Statements

A complaining witness's statement often determines whether a matter gets investigated any further. Vague allegations are often not resource-efficient to investigate ("too much trouble"). Oftentimes witnesses never get to review what the agent writes down. The self-help solution is generating your own written statement, to supplement any agent report.

Although whistleblowers and their private attorneys definitely want access to witness statements, they often can not. Of course, a whistleblower really wants to review a report where it short-circuits the investigation, to double-check for inaccuracies. Remember, witness review is never required, although it is more common where the investigation is going forward, particularly in civil matters as discussed below. Statements (of the whistleblower and other interviewed witnesses) would be evidence in private cases if they go to court, and also would show what the OSC or other investigator is doing or not doing about whistleblower retaliation. However, Congress feared releasing statements would lead witnesses to be less than candid with investigators, and so did not choose to follow the NLRB model (releasing witness statements at trial) in the OSC whistleblower context. Courts have upheld nonaccess to investigatory reports under FOIA's law enforcement exception.
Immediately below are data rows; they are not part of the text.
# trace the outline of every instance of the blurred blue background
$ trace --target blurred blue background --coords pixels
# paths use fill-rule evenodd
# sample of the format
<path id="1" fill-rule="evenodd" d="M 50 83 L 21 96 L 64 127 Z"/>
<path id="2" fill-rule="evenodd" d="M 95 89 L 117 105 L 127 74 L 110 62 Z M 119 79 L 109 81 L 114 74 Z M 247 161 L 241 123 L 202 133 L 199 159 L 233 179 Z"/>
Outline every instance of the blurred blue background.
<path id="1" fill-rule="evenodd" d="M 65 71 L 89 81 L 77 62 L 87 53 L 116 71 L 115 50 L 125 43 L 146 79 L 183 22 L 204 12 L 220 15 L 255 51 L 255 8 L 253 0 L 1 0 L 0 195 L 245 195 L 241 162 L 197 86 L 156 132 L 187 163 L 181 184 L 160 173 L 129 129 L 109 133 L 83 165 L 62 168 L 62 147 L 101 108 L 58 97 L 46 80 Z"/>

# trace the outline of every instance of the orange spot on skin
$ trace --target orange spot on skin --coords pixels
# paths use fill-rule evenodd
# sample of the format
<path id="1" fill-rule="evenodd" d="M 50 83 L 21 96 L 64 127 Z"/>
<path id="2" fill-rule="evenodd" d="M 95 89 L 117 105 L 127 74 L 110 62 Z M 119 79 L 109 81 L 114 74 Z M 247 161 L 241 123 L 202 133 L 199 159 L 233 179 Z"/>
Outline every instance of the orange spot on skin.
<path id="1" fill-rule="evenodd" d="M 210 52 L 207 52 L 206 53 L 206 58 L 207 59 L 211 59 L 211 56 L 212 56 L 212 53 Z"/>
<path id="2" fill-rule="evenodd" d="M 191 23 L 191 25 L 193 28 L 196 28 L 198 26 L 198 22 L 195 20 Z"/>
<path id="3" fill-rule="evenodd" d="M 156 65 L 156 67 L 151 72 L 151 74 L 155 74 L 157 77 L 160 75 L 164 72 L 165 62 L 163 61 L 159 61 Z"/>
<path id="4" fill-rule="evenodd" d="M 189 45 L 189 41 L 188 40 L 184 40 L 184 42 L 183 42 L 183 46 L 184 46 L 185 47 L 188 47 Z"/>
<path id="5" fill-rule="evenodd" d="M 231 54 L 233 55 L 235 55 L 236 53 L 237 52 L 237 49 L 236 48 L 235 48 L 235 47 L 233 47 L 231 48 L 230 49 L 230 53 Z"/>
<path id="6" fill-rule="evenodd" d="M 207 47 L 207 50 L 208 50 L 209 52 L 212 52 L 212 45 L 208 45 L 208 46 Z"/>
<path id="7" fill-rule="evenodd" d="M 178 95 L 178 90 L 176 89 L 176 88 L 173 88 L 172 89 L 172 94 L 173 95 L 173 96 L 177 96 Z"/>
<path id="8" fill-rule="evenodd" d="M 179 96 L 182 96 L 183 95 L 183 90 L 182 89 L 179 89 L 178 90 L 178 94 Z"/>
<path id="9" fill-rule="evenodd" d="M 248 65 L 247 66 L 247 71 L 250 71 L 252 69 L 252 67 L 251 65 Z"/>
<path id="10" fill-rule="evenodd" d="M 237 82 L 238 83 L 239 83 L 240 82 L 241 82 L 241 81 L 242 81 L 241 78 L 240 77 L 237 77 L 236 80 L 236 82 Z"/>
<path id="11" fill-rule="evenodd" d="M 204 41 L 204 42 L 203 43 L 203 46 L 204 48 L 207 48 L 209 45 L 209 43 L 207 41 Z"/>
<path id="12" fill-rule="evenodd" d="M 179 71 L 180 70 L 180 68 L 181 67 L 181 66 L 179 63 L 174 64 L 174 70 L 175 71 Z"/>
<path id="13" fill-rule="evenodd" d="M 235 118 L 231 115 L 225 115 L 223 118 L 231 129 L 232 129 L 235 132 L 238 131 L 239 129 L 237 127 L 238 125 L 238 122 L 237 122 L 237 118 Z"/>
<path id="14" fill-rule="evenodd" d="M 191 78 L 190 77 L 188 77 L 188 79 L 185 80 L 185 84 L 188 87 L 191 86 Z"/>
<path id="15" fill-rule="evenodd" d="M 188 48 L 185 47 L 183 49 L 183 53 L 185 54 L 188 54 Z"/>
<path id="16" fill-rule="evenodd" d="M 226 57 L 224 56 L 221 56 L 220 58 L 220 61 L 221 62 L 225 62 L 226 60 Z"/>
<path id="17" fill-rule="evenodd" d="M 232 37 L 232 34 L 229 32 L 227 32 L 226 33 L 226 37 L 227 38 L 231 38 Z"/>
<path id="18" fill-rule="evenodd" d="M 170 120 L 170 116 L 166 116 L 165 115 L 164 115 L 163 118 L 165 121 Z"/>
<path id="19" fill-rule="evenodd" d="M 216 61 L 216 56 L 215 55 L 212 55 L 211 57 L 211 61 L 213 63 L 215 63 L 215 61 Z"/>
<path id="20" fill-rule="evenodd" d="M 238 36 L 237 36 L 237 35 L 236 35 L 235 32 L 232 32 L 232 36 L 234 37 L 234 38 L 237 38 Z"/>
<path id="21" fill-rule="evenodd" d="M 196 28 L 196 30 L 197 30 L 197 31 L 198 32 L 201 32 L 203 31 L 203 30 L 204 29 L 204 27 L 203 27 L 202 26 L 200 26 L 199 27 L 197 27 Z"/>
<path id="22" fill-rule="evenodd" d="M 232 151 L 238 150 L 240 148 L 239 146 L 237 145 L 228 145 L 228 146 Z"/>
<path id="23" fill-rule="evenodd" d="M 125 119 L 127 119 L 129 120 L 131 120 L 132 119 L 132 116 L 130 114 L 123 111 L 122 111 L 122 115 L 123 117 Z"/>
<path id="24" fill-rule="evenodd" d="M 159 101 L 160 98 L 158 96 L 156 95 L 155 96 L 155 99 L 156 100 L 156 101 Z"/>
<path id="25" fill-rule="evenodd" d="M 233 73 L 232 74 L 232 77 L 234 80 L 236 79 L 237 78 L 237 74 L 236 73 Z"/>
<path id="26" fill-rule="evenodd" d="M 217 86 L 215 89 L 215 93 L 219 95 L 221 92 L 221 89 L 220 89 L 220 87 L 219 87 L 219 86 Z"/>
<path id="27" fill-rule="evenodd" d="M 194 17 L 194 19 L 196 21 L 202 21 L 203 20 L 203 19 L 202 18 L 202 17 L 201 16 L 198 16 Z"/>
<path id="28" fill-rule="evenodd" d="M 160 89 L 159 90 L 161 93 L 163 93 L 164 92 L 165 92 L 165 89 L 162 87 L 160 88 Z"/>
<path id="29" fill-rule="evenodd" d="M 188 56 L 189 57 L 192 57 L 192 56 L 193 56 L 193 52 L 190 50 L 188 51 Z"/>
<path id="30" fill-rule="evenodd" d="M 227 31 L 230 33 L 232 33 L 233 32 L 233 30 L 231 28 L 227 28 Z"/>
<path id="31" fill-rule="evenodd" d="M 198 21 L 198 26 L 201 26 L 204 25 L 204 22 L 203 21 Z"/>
A real problem arises where the MSPB treats a closed investigation as an adjudication, rather than a resource allocation issue within the law enforcement agency. The 1994 Amendments tried once again to make clear that an employee does not have to turn over the OSC's rationale for closure (especially if it mischaracterizes facts, as Congress heard the OSC often did) to the MSPB, only the documentation the employee submitted to the OSC. Therefore, some employee-witnesses prepare a 2-5 page statement and even review it with an attorney before talking with an agent or OSC examiner. Then they know the written statement, and can present it to the MSPB for review if they experience retaliation. Of course, think about and discuss both confidentiality and the investigative plan before turning over this or anything else to an investigator.

It probably is small consolation to learn that experienced criminal investigators rarely give witnesses copies of their notes or reports to verify, because of legal consequences should the underlying case go to trial. Where a witness reviews a statement written down by another person for accuracy, and it later turns out incomplete in some way, the witness may be held responsible, rather than the draftsman. However, here the concern is with poorly drafted interview reports of whistleblowers which lead to cases being closed. A written presentation provides some control over inaccuracies or assurance of judicial recourse where closure occurs.